ACME widget failure prediction from imbalanced data
ACME, a widget manufacturer, would like to understand what causes failures of widgets and how these can be predicted or prevented in the future. They have provided some data extracted from their mainframe system. We will be developing binary classification models to predict failures of widgets and examine feature importances to identify strong predictors of failure. Our findings can help ACME accelerate quality issue investigations to develop failure prevention strategies. Through fewer warranty claims and quality recalls, ACME can benefit from reduced operating costs.
ACME has provided some data extracted from their mainframe system.
Data summary:
- failure: Indicate whether the widget failed (=1) or not (=0)
- model: Model number of the widget
- date: Date in yyyy-mm-dd format
- serial_number: Serial number of the widget
- 17 variables that begin with 'smart': Values extracted from the mainframe system
- Our AdaBoost classifier trained without resampling performed well in predicting widget failure with test F1 score of 0.98. We gave equal importance to precision and accuracy while tuning our model.
- Strong predictors of widget failure are smart_5_raw, smart_9_raw, smart_18_raw and smart_1_raw.
- If the 17 smart values are known and collected during manufacturing, our failure prediction model can be used to augment current quality control processes and remove widgets that are likely to fail soon.
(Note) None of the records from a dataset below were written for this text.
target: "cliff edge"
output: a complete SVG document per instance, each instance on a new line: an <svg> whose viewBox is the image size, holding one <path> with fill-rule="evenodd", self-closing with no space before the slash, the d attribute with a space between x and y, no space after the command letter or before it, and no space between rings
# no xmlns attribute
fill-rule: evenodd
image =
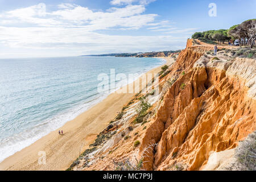
<svg viewBox="0 0 256 182"><path fill-rule="evenodd" d="M228 169L256 130L255 49L213 47L188 40L69 169Z"/></svg>

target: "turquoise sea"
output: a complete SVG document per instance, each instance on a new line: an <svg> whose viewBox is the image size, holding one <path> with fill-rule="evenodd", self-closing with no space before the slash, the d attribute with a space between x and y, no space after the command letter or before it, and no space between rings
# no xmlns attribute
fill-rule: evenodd
<svg viewBox="0 0 256 182"><path fill-rule="evenodd" d="M68 57L0 59L0 162L106 97L101 73L138 73L156 58ZM113 90L112 90L113 91Z"/></svg>

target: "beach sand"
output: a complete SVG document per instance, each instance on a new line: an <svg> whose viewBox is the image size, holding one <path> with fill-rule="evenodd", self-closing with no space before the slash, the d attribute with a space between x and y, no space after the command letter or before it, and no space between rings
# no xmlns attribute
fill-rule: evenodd
<svg viewBox="0 0 256 182"><path fill-rule="evenodd" d="M174 61L173 59L163 58L167 60L165 64L171 65ZM161 67L147 73L159 73ZM117 93L110 94L60 129L6 158L0 163L0 170L67 169L135 94ZM63 135L59 135L59 130L63 130ZM41 156L39 155L40 151L46 152L46 164L38 164Z"/></svg>

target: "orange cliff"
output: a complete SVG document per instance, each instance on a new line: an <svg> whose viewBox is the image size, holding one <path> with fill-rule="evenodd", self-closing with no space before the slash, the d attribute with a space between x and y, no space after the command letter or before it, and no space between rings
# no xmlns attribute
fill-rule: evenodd
<svg viewBox="0 0 256 182"><path fill-rule="evenodd" d="M77 168L110 170L113 161L142 160L147 170L201 170L211 154L236 148L255 130L255 59L232 56L228 47L214 56L213 46L193 44L188 40L161 78L159 95L146 96L147 122L134 123L135 98L112 124L113 136Z"/></svg>

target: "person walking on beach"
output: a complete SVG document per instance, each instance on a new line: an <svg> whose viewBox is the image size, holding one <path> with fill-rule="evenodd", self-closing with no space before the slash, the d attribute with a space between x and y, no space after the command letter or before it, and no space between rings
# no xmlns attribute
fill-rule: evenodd
<svg viewBox="0 0 256 182"><path fill-rule="evenodd" d="M218 49L218 47L217 47L217 44L215 45L214 46L214 56L217 55L217 50Z"/></svg>

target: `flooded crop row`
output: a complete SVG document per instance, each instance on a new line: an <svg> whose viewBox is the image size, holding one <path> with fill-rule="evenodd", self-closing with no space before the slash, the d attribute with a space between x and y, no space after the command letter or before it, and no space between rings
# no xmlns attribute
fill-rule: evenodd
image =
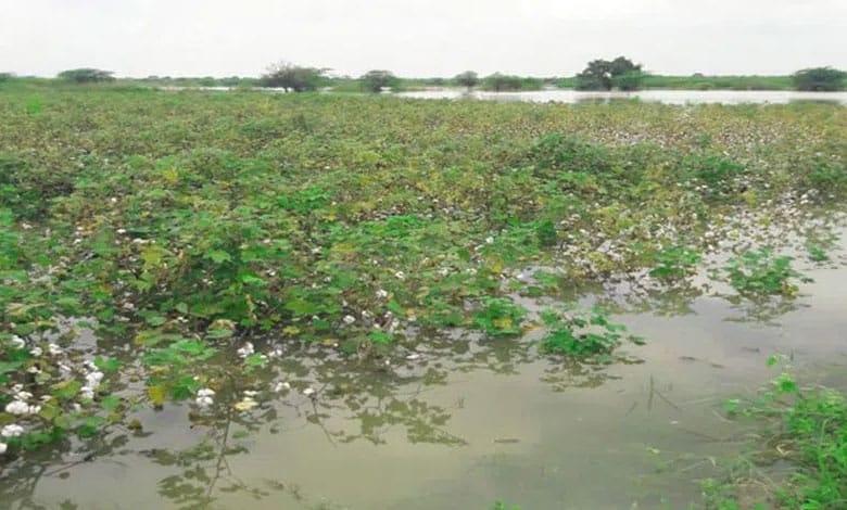
<svg viewBox="0 0 847 510"><path fill-rule="evenodd" d="M701 508L769 359L844 384L842 106L31 101L10 508Z"/></svg>

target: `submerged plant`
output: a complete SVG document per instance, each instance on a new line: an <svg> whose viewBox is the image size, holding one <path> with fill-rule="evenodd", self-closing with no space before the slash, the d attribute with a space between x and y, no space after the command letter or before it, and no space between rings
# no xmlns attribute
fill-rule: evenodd
<svg viewBox="0 0 847 510"><path fill-rule="evenodd" d="M547 334L541 341L545 353L561 354L583 360L606 362L623 340L641 344L643 341L627 334L627 327L609 320L602 308L590 310L544 310L541 318Z"/></svg>
<svg viewBox="0 0 847 510"><path fill-rule="evenodd" d="M798 288L792 280L812 280L793 269L792 260L787 255L775 256L769 248L761 248L733 257L724 270L732 288L743 295L794 297Z"/></svg>
<svg viewBox="0 0 847 510"><path fill-rule="evenodd" d="M782 356L771 357L776 365ZM760 470L753 470L751 481L767 493L779 508L835 509L847 501L847 397L829 387L800 386L791 367L784 365L780 375L754 400L730 400L731 415L757 420L768 437L756 445L755 463L773 459L788 462L793 472L774 483ZM767 471L767 468L766 468ZM759 479L761 481L759 482ZM748 480L750 480L748 477ZM738 506L738 490L733 481L708 481L705 487L708 508L730 509ZM767 508L771 508L770 506Z"/></svg>
<svg viewBox="0 0 847 510"><path fill-rule="evenodd" d="M703 256L686 246L667 246L653 256L656 267L650 276L661 279L684 278L694 272Z"/></svg>
<svg viewBox="0 0 847 510"><path fill-rule="evenodd" d="M527 309L508 297L486 297L473 314L473 326L490 336L516 336Z"/></svg>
During model testing, we successfully predicted 98% of failures, and 98% of all predicted failures are actual failures.
- If the 17 smart values are only known after the widgets are used, our failure prediction model can be used as an early warning system by sending user alerts if it detects that a widget may fail soon.
- Examine factors that may affect smart_5_raw, smart_9_raw, smart_18_raw and smart_1_raw values, which are strong predictors of widget failure. Develop prevention strategies that will keep these values within the norminal range for non-failures.
- While we believe that the smart values reported from the mainframe are comparable across widget models, ST4000DM000 is overrepresented in our dataset. It is important to test our prediction model on larger numbers of other widget models to monitor its predictive performance.
- With limited descriptions provided for the 17 explanatory variables that begin with 'smart', we did not manage to explore feature selection, feature engineering, or consider any interactions between features.
- To better understand what causes failures of widgets, it will be good to have repeated observations of functional and failed widgets over a time period. We can then examine the difference in a smart value between time T and T−1 to predict failure.